Do the right thing, Education Post says, and follow the Supreme Court’s example and ignore the Constitution, create fundamental rights out of thin air, ignore “federal overreach,” and expand the power of the federal government into another formerly protected precinct. If Congress doesn’t do this, the kids will never recover.
And to all those who will oppose these proposals to perpetuate federal control over education, Education Post has a message for them, as well:
To some — the Rand Pauls of the world — the federal government and the secretary should have no role at all, beyond dispensing funds. This makes a great sound bite for Tea Party aficionados and, oddly, some teachers union leaders.
But parents of special needs kids (full disclosure: I’m one) know that it’s just too easy for state departments of education and individual school districts to profess love, ask for trust and then blithely go straight ahead and do wrong.
It is because of the lack of “trustworthiness” of state legislatures that the organization maintains that the new education bill “must contain some degree of federal oversight.”
If, on the other hand, Congress passes a bill that moves “towards state autonomy,” it “will do great harm to children.”
Parents, the group declares, “don’t need D.C.’s help to love our kids,” but they do need “federal oversight authority” over the educational standards in schools in every state in the union and every district in those states.

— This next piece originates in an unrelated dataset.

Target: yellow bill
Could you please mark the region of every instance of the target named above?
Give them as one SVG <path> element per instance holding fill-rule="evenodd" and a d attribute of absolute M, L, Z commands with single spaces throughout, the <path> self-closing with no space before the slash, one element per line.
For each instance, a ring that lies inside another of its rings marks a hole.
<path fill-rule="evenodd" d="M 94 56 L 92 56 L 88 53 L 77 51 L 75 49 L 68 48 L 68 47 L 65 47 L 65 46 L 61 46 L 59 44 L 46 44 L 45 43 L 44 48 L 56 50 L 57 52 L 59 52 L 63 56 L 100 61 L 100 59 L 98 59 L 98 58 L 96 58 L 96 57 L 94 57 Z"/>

However, Education Post’s assertions that federal oversight, control, and money will mean better education results for underperforming, often minority, students is patently false, as Kurt Williamsen explained for The New American in his article “Do Progressive Polices Hurt Black Americans?“:
Though a couple of progressive notions about education have shown signs of success — i.e., smaller class sizes in elementary school — most have been dismal failures. Not one of 114 tests administered to first graders showed a statistically significant positive effect of child enrollment in Head Start. All told, 35 percent of U.S. adults either cannot read or read below a fifth-grade level. College affirmative action programs have led to high college dropout rates for blacks in many colleges (see “Affirmative Action Assumptions“). Homeschooled kids and private-school kids do better than public-school kids on SATs, meaning the argument that more public-school spending is the solution to education problems is nonsense, as both groups generally spend far less on education than public schools. (Also, Detroit’s public schools — the land of “progressive” policies for over 50 years — have some of the highest paid teachers and worst-performing students, along with those in Washington, D.C.) And so on.
In all of its recommendations, Education Post has mistaken the creature for the creator.
The states created the federal government and reserve the right to resist the exercise by Congress of any powers not specifically granted to it by the states in the Constitution. For too long, Congresses, presidents, judges, and bureaucrats have “worshipped and served the creature [the government] more than the creator [the states and the people].” (Romans 1:25)
Presidents, courts, congressmen, and education activists must remember that the Constitution is a creature of the states and that the federal government was given very few and very limited powers over objects of national importance. Any act of Congress, the courts, or the president that exceeds that small scope is null, void, and of no legal effect. No exceptions.
Therefore, despite the emotional appeals of Education Post to argue for an enlarged “role of the federal government in state public education systems,” no such role exists and none can be asserted without setting on its ear the principle of federalism and accelerating the agenda that would see the federal government usurp absolute control over how, when, and what our children learn.